Friday Letter: CalPERS needs VC more than VC needs CalPERS

If CalPERS' new CIO wants to get the giant pension back into VC, she will find it challenging, says a veteran fund adviser, noting CalPERS has a 'reputation for being difficult to deal with.'

This week’s big news that CalPERS hired a new CIO with a pedigree in private markets has venture capitalists asking if the US’s largest public pension will start to invest in venture again.

Nicole Musicco, most recently a partner with RedBird Capital Partners, previously worked for 16 years at Ontario Teachers’ Pension Plan, leading private and public equity investment teams. She then spent another year as head of private markets for Investment Management Corporation of Ontario.

Musicco’s background has industry watchers speculating that she will direct CalPERS to go big on private markets.
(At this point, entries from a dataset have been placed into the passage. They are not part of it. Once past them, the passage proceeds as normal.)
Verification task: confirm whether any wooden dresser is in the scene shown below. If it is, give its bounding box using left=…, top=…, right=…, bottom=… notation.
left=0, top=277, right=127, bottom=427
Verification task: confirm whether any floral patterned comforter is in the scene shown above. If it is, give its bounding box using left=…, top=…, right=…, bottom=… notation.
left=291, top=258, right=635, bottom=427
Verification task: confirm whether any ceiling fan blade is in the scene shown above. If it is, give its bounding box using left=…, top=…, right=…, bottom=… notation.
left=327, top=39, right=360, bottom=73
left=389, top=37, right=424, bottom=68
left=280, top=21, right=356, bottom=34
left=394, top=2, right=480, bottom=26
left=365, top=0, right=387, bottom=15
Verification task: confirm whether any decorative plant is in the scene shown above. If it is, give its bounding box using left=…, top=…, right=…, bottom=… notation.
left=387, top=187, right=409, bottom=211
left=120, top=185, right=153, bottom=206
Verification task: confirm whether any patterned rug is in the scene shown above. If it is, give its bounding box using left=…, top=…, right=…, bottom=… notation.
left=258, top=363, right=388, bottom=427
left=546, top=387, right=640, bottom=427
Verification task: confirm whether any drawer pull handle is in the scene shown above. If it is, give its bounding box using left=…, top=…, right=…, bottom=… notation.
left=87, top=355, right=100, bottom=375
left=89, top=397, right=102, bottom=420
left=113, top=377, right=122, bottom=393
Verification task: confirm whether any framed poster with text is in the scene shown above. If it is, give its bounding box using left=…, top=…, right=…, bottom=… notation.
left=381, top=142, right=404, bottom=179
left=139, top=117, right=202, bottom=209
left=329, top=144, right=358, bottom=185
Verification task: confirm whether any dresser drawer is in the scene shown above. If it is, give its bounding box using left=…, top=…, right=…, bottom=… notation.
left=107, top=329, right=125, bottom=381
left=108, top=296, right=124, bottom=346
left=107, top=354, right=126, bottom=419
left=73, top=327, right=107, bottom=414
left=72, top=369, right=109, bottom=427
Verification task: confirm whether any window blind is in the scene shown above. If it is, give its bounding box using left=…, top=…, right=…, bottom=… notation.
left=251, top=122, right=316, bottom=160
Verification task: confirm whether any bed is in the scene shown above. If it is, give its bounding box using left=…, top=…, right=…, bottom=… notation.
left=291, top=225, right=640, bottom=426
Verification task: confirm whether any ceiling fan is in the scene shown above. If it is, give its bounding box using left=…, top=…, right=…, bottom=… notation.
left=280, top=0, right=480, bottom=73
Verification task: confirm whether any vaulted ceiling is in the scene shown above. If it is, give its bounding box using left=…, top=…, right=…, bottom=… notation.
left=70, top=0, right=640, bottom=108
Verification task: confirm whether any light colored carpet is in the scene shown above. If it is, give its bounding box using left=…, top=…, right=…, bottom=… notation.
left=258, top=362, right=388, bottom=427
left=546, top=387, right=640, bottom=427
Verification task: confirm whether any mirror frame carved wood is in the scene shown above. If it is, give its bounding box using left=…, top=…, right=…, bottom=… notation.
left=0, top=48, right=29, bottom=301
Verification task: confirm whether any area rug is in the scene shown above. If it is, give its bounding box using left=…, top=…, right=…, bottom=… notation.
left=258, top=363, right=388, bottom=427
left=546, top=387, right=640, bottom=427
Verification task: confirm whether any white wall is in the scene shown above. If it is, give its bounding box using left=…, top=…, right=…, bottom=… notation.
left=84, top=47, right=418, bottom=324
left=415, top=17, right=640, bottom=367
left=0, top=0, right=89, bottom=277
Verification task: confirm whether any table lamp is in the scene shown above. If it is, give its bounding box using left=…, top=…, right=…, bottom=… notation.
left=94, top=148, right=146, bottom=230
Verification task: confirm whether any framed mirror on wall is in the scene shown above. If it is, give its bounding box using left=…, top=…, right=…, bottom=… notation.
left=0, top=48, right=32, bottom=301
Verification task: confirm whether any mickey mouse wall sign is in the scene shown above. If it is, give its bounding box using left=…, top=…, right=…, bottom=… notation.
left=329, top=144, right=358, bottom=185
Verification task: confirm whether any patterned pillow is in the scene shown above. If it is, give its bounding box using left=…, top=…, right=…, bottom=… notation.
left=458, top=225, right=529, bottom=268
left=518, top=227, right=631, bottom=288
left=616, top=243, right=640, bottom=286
It has already signaled that it is going that way: last year it increased its PE allocation target from 8 percent to 13 percent of total assets.

What about VC? With nearly $500 billion in assets, CalPERS could single-handedly capitalize hundreds of venture funds. However, it largely started avoiding VC in the early 2010s, with its CIO at the time complaining of poor returns and lack of access to the best funds.

The pension system left a big hole in the market, but the world moved on and other LPs stepped in to fill the void. In fact, so many LPs poured money into VC that it is fair to ask if it really matters if CalPERS continues to sit on the sidelines.

Venture capital funds worldwide raised a record $131.3 billion in 2021, a 46 percent jump from the $89.9 billion they collected the previous year, according to exclusive research by Venture Capital Journal. The number of funds raised last year (649) was the second largest to date and was 24 percent greater than the 522 funds that closed in 2020.

LPs that stuck with VC through the down times have been handsomely rewarded. Venture funds have outperformed private equity and five other strategies based on one-year, three-year, five-year and 10-year IRRs, according to a Q2 2021 report by PitchBook.

Of course, those IRRs have more LPs clamoring to get into VC. In Probitas Partners’ latest annual survey of institutional investors, 54 percent of respondents identified VC as a compelling sector of interest, up from 30 percent of respondents in the 2021 survey.

The resurgence of VC was not lost on CalPERS’ prior CIO, Ben Meng, who said at a board meeting in November 2019: “We are trying to find ways to… get venture capital investment back in our portfolio. But [due to] the fact we have been out of venture for so long, there is some catching up we need to do.”

However, any talk of VC stopped after Meng abruptly departed in August 2020. Will that change now that Musicco is at the helm?

If CalPERs does decide to push into VC, it won’t have the clout it once had. “Many of the large, well-known VCs don’t want CalPERS as an LP because of their public disclosure requirements and because of their reputation for being difficult to deal with,” a veteran fund adviser told me. “They simply don’t need their money.”

As for small, early-stage funds, which make up the bulk of the market, those vehicles don’t make sense for CalPERS because it needs to put large amounts of capital to work, the adviser said.

Where does that leave Musicco? “This is a difficult issue to sort through, and Nicole will have to come up with original ideas to solve it,” the adviser said.

It is only February, but that quote is a leading contender for understatement of the year.